Au cours des dix dernières années, le ressentiment des militaires à l’égard de M. Moubarak s’est accru. L’armée lui reprochait son refus de nommer un vice-président, qui créait une incertitude dangereuse pour l’avenir du pays, et son entêtement à promouvoir comme successeur son fils Gamal (4) — un personnage auquel elle ne reconnaissait aucune légitimité et dont l’ascension l’aurait privée du rôle de « faiseuse de rois ». Enfin, le président suscitait le mécontentement pour avoir permis à un petit cercle d’hommes d’affaires gravitant autour de son dauphin d’accaparer de plus en plus de richesses.

Dans les jours qui précèdent la chute du régime, des divergences se font jour : faut-il continuer à soutenir M. Moubarak ou le forcer à démissionner ? Le consensus en faveur de la seconde option se renforce, mais l’armée semble hésiter à assumer elle-même la responsabilité de démettre le président. Les déclarations américaines, prudentes et parfois contradictoires, cherchaient à préserver jusqu’au bout la stabilité du système, y compris si cela devait passer par le départ de M. Moubarak. Les dernières vingt-quatre heures, entre le 10 et le 11 février, ont permis à l’armée de donner aux manifestations toute leur ampleur en facilitant l’accès aux différents édifices symboliques du pouvoir (Parlement et palais présidentiel), de manière à les faire apparaître comme la cause principale de la chute du régime. Dès lors, elle se réappropriait le rôle de « faiseuse de rois » ; mais, cette fois, elle se posait en refondatrice de l’ordre politique, et s’engageait à construire un système démocratique. Son intervention était souhaitée, car jugée nécessaire pour protéger le processus de transformation interne des interférences régionales et étrangères (Israël, Etats-Unis, pays arabes ou encore Iran).

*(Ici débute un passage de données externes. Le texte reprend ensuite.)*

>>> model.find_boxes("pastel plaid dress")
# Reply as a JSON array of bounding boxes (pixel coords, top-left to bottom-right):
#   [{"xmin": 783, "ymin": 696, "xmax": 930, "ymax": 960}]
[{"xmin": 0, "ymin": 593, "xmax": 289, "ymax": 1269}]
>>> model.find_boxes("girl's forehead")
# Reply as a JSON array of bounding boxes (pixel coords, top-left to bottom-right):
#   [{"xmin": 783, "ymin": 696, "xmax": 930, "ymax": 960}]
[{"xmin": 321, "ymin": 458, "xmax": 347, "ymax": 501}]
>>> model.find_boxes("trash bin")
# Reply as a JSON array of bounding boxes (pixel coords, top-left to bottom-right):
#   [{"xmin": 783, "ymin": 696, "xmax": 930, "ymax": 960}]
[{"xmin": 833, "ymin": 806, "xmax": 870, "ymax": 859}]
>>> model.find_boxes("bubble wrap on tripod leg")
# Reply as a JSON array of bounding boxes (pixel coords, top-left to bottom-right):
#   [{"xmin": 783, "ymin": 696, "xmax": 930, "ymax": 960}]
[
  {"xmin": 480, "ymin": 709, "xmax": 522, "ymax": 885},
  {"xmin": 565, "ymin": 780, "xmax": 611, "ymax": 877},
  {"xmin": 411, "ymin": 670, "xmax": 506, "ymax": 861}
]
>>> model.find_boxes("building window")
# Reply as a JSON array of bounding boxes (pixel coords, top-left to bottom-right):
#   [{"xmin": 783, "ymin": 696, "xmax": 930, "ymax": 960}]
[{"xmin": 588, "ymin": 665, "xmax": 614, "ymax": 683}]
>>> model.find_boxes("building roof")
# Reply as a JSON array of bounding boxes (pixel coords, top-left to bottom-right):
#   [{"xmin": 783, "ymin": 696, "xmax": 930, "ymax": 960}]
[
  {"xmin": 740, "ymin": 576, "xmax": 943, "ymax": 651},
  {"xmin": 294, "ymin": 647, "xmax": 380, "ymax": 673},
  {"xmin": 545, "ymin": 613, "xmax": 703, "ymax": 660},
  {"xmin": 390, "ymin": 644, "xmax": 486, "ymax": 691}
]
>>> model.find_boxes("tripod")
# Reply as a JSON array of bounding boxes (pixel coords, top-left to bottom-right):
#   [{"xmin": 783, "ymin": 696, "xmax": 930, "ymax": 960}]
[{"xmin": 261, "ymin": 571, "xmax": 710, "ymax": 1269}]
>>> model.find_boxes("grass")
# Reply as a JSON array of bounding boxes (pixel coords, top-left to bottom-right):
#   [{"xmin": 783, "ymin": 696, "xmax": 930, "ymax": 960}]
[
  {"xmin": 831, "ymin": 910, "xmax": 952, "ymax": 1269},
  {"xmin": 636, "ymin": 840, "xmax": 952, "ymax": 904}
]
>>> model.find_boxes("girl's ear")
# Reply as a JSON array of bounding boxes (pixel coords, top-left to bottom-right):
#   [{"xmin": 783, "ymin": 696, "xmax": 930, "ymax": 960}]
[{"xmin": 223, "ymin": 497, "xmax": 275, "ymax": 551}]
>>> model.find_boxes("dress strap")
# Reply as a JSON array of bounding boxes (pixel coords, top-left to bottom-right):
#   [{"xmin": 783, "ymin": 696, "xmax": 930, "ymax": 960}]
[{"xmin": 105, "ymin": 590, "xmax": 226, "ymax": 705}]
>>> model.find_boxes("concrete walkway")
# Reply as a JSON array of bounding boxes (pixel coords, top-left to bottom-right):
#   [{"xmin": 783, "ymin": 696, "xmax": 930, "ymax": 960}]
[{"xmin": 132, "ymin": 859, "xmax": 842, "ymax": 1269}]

La grande différence réside dans la nature de l’intervention militaire : en Tunisie, l’armée a agi pour protéger le peuple ; elle a forcé M. Ben Ali au départ, avec l’approbation de l’« ami » américain. L’armée égyptienne, pour sa part, s’est imposée au début des événements pour combler le vide sécuritaire dans la rue. Par la suite, elle est restée neutre lorsque les milices de M. Moubarak ont agressé les manifestants sur la place Tahrir. Il est vrai qu’elle n’a pas tiré sur la foule ; mais elle n’a pas non plus empêché les autres de le faire. En définitive, elle a pris la décision de rompre avec un régime agonisant et de préserver le système.

En Algérie, c’est sous la présidence de Houari Boumediene (1965-1978) que se définit le rôle politique de l’état-major, avec l’apparition de la Sécurité militaire. La « faiseuse de rois », c’est elle. A chaque échéance politique, elle intervient pour pérenniser un ordre qui s’est avéré remarquablement stable, si l’on excepte l’échec de 1991, aux conséquences catastrophiques. C’est bien l’armée qui a fait élire M. Abdelaziz Bouteflika en 1999. Les premiers signes de divergence entre l’armée et les services apparaissent en 2004, lorsque ces derniers organisent, contre l’avis du chef d’état-major Mohamed Lamari, la réélection de M. Bouteflika. « 2004 consacre l’autonomisation définitive des services et leur suprématie sur l’armée (5) », écrit Mustapha Mohamed.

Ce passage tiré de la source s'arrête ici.